Enswitch can push data about people and telephones to an LDAP server. Handsets can then access the LDAP server to search for people, and to fill in the names of numbers they call. Please note that:
- This is advanced configuration. The person configuring this must be familiar with LDAP. Configuring the LDAP server is outside the scope of Enswitch support.
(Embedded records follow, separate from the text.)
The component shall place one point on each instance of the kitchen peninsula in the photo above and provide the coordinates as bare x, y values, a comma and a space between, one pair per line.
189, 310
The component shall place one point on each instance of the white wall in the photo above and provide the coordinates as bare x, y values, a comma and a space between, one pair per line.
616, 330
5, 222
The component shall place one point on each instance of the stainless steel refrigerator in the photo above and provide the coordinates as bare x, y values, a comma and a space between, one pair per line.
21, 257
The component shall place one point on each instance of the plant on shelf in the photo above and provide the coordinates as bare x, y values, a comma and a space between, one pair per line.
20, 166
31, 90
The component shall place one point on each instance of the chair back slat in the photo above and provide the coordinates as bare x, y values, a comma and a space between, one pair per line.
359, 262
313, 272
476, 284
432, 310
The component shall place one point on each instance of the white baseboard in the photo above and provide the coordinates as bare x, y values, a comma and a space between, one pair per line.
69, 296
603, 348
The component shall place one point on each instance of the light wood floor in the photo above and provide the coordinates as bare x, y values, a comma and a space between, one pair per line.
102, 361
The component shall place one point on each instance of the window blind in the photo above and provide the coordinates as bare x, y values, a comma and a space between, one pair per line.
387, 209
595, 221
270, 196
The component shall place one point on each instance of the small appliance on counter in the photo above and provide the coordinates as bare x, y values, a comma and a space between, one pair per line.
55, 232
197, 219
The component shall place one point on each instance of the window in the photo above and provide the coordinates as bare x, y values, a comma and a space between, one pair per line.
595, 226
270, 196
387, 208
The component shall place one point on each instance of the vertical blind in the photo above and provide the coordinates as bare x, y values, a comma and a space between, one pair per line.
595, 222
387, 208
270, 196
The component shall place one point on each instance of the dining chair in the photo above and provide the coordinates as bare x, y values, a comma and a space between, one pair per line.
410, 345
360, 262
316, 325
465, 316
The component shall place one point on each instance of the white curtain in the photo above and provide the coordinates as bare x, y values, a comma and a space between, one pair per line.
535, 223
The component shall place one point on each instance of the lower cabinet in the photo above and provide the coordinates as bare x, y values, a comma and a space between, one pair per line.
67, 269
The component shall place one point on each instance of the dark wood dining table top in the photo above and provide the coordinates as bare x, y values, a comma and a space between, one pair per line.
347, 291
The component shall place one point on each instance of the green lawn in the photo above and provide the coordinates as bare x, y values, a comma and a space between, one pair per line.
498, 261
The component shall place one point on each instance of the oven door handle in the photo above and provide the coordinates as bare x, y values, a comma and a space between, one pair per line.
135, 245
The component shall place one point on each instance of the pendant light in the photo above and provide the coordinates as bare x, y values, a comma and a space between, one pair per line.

- Unless you're very familiar with LDAP, it's best to dedicate the LDAP server to Enswitch use. Enswitch will create and delete LDAP entries as it sees fit. Sharing an LDAP server without careful ACL design may result in severe data loss.
To configure LDAP integration:
- Install and configure an LDAP server. The "389" LDAP server is suggested.
- In the Enswitch system configuration menu, set the "LDAP host", "LDAP username", "LDAP password", and "LDAP base" configuration settings. The host may optionally contain a colon followed by a port number. The user must have access to create and delete entries anywhere under the chosen base.
- By default, most LDAP servers allow anonymous access. To protect customers' privacy, it's a good idea to limit access to authenticated telephone lines, and to allow them to only access data within their own customer. How to do this depends on the LDAP server. For the 389 server, an example LDIF file can be found in /opt/enswitch/current/samples/ldap/setup_example.ldif. This file will need copied to another location, edited to set the correct base, then run using "ldapmodify -x -D 'cn=Directory Manager' -w '<password>' -f <file>" or similar.
- Run "enswitch sync_ldap" to push existing Enswitch people and telephone lines to the LDAP server. This should only need run once. Future updates will be pushed by the Enswitch API layer as they happen.
- Test lookups using a SIP handset, ldapsearch, or similar. The authentication used should be that of an Enswitch telephone line, with the username in the format "cn=<telephone line>,ou=<customer ID>,<base>". The customer ID is the numerical ID of the customer, not the customer name. If the Enswitch customer is set to share data with its parent, then the ID should be that of the parent. This applies recursively. If in doubt, use ldapsearch as "cn=Directory Manager" or similar to find the correct customer ID for the telephone line.
- Test that users cannot access data in other customers.
- Test that users without authentication cannot access customer data.